Health & Science
The much-vaunted Pharmac inquiry, being announced today, will investigate how the drug-buying agency can be brought into line with national health priorities.
Kelly McQuinlan has the rare hypermobile Ehlers-Danlos Syndrome. She calls it “an invisible illness”; she is often told her dislocations and other symptoms are all in her head. She is one of many New Zealanders with rare diseases, chronic disorders or cancer who have been pleading for better treatment, and often better drugs.
This week she has publicly released a letter to the Prime Minister from Dr Durhane Wong-Reiger, the chair of Rare Disorders International, endorsing her call for better pathways of care. It’s the sort of call that governments can’t ignore.
A review of Pharmac drug funding, being announced by the Prime Minister today, will investigate how the government drug-buying agency can better respond to specific government health priorities around emerging drugs and more.
What needs to change if more drugs are to be funded: the Government’s health budget; Pharmac’s priorities, or the big pharmaceuticual companies’ revenue expectations? Click here to comment.

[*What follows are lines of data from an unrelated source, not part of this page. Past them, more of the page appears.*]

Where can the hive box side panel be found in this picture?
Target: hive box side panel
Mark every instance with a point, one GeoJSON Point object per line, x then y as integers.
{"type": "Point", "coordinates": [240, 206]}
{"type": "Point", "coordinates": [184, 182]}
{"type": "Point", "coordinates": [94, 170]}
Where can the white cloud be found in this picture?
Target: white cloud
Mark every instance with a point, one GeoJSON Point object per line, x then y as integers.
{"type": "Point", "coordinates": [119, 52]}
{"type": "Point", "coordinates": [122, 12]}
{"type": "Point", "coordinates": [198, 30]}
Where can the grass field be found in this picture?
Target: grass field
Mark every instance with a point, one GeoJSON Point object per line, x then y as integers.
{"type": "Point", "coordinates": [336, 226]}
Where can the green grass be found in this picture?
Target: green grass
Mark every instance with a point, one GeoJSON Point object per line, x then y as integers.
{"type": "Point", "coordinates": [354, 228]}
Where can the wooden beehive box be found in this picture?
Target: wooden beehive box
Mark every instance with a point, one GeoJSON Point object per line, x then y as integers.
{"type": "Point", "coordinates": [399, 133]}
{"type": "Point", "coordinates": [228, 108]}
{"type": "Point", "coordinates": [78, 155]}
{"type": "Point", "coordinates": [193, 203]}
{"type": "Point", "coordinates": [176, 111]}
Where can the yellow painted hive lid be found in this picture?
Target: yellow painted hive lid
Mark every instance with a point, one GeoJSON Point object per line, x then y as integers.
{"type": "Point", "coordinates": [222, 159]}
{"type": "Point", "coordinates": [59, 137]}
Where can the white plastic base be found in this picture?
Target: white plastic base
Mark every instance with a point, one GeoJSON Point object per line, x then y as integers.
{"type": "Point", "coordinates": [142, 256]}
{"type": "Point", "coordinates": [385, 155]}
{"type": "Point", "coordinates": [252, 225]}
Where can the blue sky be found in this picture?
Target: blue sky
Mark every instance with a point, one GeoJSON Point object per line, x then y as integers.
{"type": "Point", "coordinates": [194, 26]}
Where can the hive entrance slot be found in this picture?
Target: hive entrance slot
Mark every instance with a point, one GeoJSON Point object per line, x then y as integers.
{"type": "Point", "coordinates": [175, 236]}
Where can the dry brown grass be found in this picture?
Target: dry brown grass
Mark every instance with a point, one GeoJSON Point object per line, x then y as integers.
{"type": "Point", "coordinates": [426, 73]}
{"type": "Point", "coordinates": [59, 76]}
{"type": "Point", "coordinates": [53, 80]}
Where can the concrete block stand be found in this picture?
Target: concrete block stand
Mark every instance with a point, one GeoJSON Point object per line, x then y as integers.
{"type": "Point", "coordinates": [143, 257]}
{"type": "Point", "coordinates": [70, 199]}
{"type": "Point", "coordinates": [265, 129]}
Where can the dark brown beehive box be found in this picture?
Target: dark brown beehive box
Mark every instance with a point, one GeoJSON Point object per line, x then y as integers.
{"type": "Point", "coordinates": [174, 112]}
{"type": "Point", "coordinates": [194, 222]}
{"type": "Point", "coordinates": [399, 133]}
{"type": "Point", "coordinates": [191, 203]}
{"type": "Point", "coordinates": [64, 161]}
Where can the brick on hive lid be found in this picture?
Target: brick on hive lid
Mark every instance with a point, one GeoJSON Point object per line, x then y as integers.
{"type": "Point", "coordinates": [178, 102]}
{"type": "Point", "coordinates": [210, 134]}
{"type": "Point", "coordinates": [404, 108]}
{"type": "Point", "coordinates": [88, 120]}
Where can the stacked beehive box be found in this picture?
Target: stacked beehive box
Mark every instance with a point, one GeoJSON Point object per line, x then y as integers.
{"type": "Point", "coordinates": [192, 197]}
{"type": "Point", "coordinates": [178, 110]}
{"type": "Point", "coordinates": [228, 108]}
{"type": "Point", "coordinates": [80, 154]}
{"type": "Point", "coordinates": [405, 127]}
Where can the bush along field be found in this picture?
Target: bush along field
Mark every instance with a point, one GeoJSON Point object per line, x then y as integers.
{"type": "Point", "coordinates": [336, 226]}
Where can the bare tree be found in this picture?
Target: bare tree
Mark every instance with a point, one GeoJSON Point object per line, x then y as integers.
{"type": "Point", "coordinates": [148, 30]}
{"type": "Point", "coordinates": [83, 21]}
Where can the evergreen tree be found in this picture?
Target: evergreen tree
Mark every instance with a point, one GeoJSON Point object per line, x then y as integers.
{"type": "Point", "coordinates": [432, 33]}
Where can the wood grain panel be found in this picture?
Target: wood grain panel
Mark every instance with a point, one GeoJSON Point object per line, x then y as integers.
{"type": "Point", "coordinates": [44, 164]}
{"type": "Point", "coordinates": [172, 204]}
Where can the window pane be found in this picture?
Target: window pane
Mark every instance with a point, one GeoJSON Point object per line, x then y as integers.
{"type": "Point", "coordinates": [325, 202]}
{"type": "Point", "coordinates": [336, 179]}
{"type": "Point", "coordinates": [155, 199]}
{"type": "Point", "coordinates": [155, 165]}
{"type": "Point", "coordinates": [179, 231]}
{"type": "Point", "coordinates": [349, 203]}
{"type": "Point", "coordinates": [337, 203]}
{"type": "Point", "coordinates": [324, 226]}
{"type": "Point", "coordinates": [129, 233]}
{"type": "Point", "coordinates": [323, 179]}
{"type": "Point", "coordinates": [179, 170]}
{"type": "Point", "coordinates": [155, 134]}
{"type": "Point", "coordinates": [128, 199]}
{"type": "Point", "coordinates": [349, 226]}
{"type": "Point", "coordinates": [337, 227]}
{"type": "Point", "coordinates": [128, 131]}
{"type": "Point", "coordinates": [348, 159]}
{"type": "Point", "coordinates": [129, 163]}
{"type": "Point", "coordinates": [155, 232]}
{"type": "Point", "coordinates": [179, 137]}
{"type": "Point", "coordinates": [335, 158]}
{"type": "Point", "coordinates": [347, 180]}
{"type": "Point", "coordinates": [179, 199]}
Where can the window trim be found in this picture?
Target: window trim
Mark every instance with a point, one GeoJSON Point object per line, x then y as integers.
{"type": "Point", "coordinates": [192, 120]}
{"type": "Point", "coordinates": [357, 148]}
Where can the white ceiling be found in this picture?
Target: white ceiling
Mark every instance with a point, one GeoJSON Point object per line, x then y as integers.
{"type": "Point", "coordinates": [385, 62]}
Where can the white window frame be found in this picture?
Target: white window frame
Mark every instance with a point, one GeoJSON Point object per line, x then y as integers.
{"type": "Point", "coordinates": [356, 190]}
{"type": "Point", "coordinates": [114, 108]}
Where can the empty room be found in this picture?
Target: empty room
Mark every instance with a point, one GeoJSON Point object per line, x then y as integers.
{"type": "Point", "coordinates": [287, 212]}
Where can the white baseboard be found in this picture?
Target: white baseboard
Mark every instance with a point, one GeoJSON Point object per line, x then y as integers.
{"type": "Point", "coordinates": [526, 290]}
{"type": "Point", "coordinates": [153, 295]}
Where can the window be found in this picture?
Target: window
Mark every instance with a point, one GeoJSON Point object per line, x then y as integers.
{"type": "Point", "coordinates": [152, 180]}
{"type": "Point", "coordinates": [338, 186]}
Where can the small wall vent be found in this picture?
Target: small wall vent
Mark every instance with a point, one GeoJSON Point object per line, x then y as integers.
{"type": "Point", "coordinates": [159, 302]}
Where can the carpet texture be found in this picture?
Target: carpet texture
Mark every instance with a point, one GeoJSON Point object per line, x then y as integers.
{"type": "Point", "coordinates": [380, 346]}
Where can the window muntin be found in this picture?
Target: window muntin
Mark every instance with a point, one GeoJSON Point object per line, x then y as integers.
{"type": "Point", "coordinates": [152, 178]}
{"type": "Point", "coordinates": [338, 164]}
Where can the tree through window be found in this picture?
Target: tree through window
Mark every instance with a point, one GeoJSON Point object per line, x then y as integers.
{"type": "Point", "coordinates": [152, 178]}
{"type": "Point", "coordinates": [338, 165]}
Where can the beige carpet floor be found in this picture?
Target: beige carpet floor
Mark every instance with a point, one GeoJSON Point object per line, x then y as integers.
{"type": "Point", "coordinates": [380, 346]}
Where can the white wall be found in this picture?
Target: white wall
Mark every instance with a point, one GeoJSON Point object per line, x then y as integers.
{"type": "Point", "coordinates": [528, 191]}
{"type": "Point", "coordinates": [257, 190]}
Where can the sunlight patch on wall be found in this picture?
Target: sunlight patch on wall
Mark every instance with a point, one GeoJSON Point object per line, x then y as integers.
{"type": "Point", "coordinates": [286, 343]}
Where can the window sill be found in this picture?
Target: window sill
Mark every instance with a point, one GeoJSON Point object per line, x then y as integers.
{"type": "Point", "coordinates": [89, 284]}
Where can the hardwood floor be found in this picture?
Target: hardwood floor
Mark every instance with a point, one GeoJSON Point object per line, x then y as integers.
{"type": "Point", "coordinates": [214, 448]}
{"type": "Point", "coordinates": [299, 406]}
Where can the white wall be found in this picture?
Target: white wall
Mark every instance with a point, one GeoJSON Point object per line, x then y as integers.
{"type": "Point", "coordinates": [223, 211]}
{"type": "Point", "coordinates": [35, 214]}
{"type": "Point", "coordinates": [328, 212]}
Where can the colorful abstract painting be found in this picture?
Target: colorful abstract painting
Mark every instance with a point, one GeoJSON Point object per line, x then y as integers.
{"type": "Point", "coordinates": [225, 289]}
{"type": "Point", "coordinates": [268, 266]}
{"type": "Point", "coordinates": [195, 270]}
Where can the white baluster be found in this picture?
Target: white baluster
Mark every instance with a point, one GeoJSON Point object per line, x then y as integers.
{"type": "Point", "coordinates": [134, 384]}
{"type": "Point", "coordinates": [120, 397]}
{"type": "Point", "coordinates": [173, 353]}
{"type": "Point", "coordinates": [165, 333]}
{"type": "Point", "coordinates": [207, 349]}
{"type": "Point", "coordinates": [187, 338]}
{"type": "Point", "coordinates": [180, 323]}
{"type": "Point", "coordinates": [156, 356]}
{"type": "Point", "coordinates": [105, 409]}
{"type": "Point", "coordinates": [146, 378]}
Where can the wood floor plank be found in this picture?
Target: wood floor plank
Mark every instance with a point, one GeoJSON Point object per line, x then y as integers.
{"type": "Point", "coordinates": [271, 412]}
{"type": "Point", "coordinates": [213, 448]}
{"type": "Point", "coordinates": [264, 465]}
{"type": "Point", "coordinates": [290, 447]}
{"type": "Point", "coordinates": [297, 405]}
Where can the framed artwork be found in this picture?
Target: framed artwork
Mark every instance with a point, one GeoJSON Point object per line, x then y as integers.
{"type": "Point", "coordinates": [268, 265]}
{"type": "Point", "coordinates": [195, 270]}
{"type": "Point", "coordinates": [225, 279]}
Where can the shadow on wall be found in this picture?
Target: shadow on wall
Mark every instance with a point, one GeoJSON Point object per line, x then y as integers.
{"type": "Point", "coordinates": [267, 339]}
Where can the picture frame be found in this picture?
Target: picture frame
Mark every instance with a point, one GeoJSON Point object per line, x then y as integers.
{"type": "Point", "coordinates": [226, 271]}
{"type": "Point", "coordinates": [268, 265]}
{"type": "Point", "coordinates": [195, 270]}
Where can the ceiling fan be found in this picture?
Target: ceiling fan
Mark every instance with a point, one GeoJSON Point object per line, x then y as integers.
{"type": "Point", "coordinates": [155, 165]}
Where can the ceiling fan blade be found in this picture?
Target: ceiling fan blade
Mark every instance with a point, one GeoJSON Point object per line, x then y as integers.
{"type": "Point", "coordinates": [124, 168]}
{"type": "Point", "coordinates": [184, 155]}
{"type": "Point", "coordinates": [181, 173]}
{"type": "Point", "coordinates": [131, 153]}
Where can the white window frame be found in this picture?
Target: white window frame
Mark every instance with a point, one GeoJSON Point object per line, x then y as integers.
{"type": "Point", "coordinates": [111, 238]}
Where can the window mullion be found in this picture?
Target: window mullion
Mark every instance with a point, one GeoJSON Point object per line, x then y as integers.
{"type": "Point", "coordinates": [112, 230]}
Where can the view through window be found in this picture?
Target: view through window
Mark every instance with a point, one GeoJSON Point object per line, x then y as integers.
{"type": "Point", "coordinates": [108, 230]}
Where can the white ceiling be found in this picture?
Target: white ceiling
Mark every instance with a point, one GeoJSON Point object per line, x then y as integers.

The review was a cornerstone of Labour’s last election campaign; it answered demands from opposition parties for big budget increases and ringfenced funding for cancer drugs and drugs for rare diseases. It comes after headline calls to fund cystic fibrosis drug trikafta; it comes after inflammatory bowel disease sufferers marched on Pharmac and Parliament seeking funding for their drug ustekinumab.
Pharmac’s political independence has been its greatest strength, when multinational pharmaceutical companies mount emotive campaigns for public funding for their latest drug. But that same independence has also caused frustration for successive governments, constraining their ability to respond to public demand for expensive but potentially transformative drugs like Herceptin and Keytruda.
Ministers and officials were frustrated last year at how hard it was to direct funding to specific new drugs. Pharmac went to ministers seeking money to fund medicines including three new cancer drugs and cystic fibrosis medicine ivacaftor; but neither the agency nor ministers was able to ringfence the money. They were forced to essentially reverse-engineer the funding, working out how much the new drugs should cost then boosting Pharmac’s budget by $60 million ahead of the Budget. Then in the Budget, the government announced another $160 million pharmaceutical funding over four years.
Today at Parliament, Prime Minister Jacinda Ardern and health minister Andrew Little are naming an independent panel to review how Pharmac funds drugs. But it’s understood they’re not seeking wholesale change to the agency’s “world-leading system” that has given New Zealand some of the more affordable drugs in the OECD. The Government doesn’t want to throw out the baby with the bathwater.
So the terms of reference are understood to ask how Pharmac’s drug-buying can be better aligned with government health objectives, for instance to fund important new and emerging drugs more quickly. Ministers would like the agency to be more responsive to their priorities.
At the same time, they won’t want to hand the big pharmaceutical companies carte blanche to turn up to ministerial offices and name their price. There has been criticism of the companies’ willingness to exploit sick and vulnerable New Zealanders, to front public campaigns to fund expensive new drugs – the Government won’t want to reward cynical behaviour of that sort.
Pharmac chief executive Sarah Fitt said she had not seen a final version of the terms of reference so couldn’t comment on the specifics.
“I want to emphasis that we take our decision-making responsibility seriously and the wellbeing of New Zealanders is at the heart of our work,” she told Newsroom.
“We want everyone to understand what we do – but we know there is more we can do to explain why we make the decisions we do; that’s why increasing public understanding, trust and confidence in our work is so important to us. Because of this, we welcome a review.”
Kelly McQuinlan, too, hopes to see changes to the healthcare for sick New Zealanders like her. “Our community, and others like ours, have suffered for way too long, and this has to change,” she says. “Our community suffers from a lack of care, not only for our physical ailments, but also mentally as we often have to fight the fight ourselves by advocating, made worse by having no support from medical professionals when our physical ailments are too much for us to cope with ourselves.
“We deserve better and we deserve to have fair health care in New Zealand.
“The lives of 300,000 Kiwis could be vastly improved with better healthcare and with more awareness of how rare disorders are seen within the medical community. With more awareness change will be able to happen.”